A dog owner captured on video beating his dog with a plank of wood has been fined $1500 and banned from owning dogs for three years.
Bull mastiff Bolo was found to have suffered bruising and internal injuries as well as significant distress after the savage attack in Christchurch last September.
Bolo's owner Murray Johnson admitted the attack and today at Christchurch District Court was sentenced to 150 hours' community work, a $1500 fine payable to SPCA and disqualified for three years from owning dogs.
The distressing incident was spotted by a witness who heard a commotion and saw Johnson raising a plank of wood above his head in a neighbouring backyard.

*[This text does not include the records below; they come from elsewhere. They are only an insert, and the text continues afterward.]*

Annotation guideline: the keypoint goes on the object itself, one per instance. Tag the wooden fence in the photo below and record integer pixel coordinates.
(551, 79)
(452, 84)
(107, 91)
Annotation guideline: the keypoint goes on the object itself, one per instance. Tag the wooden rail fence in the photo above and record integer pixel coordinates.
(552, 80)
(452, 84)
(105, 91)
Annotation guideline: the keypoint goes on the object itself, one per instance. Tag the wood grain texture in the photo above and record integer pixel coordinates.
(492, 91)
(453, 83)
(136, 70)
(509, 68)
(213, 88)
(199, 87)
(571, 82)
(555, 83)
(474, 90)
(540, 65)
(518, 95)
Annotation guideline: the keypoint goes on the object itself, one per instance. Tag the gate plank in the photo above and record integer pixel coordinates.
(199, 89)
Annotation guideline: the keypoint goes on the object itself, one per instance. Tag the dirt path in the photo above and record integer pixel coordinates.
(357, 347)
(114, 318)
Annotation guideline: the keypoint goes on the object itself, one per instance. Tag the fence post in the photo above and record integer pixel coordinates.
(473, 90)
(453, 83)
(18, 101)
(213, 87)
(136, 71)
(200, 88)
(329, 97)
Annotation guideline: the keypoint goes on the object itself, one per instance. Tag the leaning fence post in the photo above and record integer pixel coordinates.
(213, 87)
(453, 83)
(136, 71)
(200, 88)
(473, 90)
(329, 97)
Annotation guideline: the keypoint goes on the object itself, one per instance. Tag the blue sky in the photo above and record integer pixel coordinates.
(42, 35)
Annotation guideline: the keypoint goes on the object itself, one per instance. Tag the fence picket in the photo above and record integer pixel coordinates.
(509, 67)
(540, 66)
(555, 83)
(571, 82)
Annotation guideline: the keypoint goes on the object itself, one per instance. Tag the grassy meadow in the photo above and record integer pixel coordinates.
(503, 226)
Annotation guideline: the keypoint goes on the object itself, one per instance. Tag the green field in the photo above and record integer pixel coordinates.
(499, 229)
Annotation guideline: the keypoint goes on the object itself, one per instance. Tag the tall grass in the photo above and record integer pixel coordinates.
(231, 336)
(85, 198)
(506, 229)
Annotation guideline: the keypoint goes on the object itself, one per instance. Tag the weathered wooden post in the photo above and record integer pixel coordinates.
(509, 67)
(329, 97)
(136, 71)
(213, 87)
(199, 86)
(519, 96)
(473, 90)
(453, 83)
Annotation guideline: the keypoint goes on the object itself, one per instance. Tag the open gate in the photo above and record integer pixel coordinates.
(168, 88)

The object, later identified as a wooden plank, was brought down with significant force onto a dog yelping loudly in pain. The dog was later identified as Bolo.
Police attended that evening and the next day SPCA inspectors carried out a search warrant.
They seized Bolo, a plank of wood with blood on it, and a large splinter of wood.
When the dog was examined by a veterinarian, he was resistant to the full range of motion in his shoulders, had a bleeding wound on his face below his right eye and a puncture wound on his lower right lip pushing into a tooth, which needed sutures.
Tests showed Bolo had elevated levels of creatine kinase in his blood, reflecting a tremendous amount of muscle damage at the time of the trauma. X-rays also showed the area around Bolo's kidneys was likely to have been subjected to physical trauma.
The vet concluded Bolo's suffering was both physical and mental and the wounds on Bolo's head and mouth would have been extremely painful due to the large number of nerves there. She also added that Bolo's size and robust bone structure, being a giant breed dog, likely protected him from more serious injuries.
When interviewed, Johnson agreed that he had taken things too far on the night of the incident.
He said that Bolo had got through a gate and was trying to have a fight with another dog, which stressed the defendant out and he "lost it" with Bolo, and he hit him twice.
SPCA chief executive Andrea Midgen says meting out violence to animals is never appropriate, and it is particularly devastating in this case due to the sustained mental and physical pain Bolo endured.
"When an animal is displaying signs of unwanted behaviour, physical punishment is not the answer," she said.
"Instead, an owner should train their dog to respond to positive reinforcement of good behaviours, use lots of praise and have patience with their animal."
Ownership of Bolo has been surrendered in to the permanent care of SPCA and he is now available for adoption.